Very late in compilation, backends like X86 will perform optimsations like this:
%cx = MOV16rm $rax, blah blah blah -> %rcx = MOV64rm $rax, blah blah blah
Widening the load from 16 bits to 64 bits. Seeing how the lower 16 bits remain the same this doesn't affect execution, but is a more compact instruction. However, any debug instruction reference to the defined operand now refers to a 64 bit value, not a 16 bit one, which might be unexpected. Similar things happen earlier in CodeGen:
CALL64pcrel32 @foo, implicit-def $rax %0:gr64 = COPY $rax %1:gr32 = COPY %0.sub_32bit
For reasons that will become clear later, we definitely don't want to label any of the COPYs with debug-instr-number. If we care about %1 for debug purposes, then we need to be able to refer to $eax's definition at the CALL64pcrel32, but it defines the wider $rax. This isn't just a matter of width either: some architectures let you refer to the high and low parts of a superregister (such as $al and $ah).
The solution: add a subregister field to the existing "substitutions" facility that lets us point one instruction / operand pair at another.

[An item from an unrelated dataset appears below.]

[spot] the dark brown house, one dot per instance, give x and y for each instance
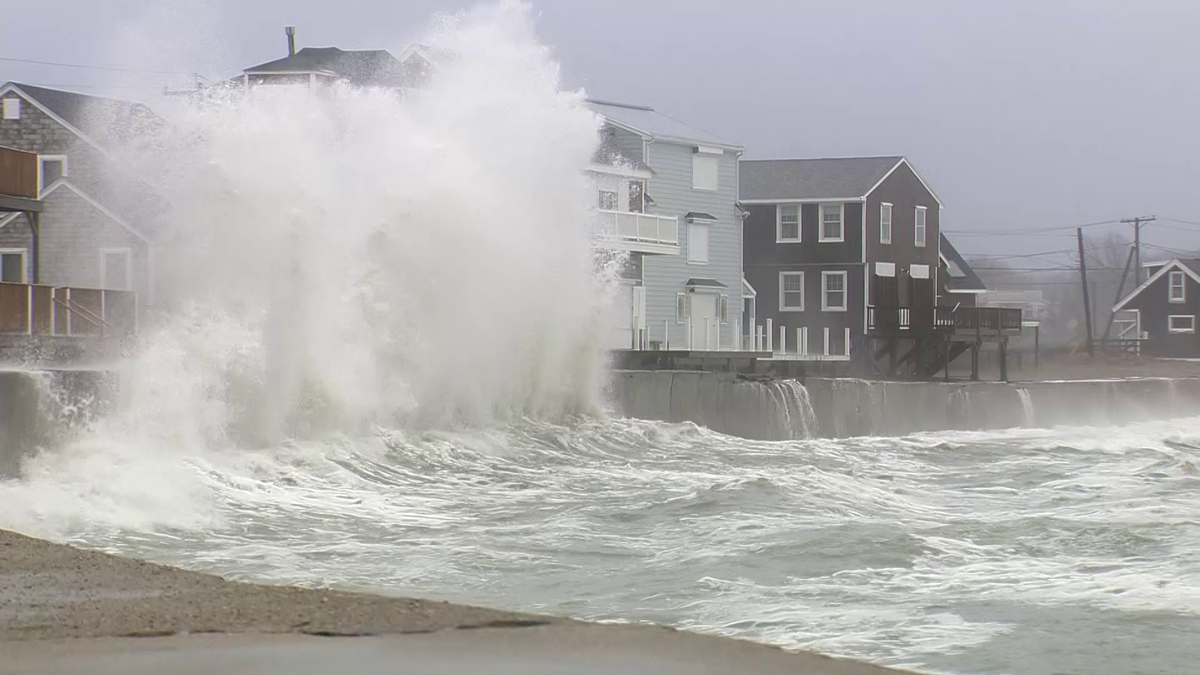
(1165, 308)
(835, 248)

Using the widening example from above, if we had:
%cx = MOV16rm $rax, blah blah blah, debug-instr-number 1 DBG_INSTR_REF 1, 0
And widened it to be a 64 bit load, record a substitution with a subregister qualifier:
debugValueSubstitutions: - { srcinst: 2, srcop: 0, dstinst: 1, dstop: 0, subreg: 4 } %rcx = MOV64rm $rax, blah blah blah, debug-instr-number 2 DBG_INSTR_REF 1, 0
The DBG_INSTR_REF still refers to the same number; but a substitution has to be looked up. And that substitution specifies that the sub_16bit field of instruction 1 / operand 0 should be read. These can even be chained.
This patch extends a few APIs to cope with this, and as a demonstration adds the relevant instrumentation to the X86FixupBWInsts pass, which performs the optimisation described above. I've also fiddled with a few tests for substitution stuff now that we've added a new field.
Having established that this feature is needed, the next patch adds support to InstrRefBasedLDV, the third makes use of it when handing COPYs in SelectionDAG, and the fourth does some cleanup.
Do we need the std::map sortness here?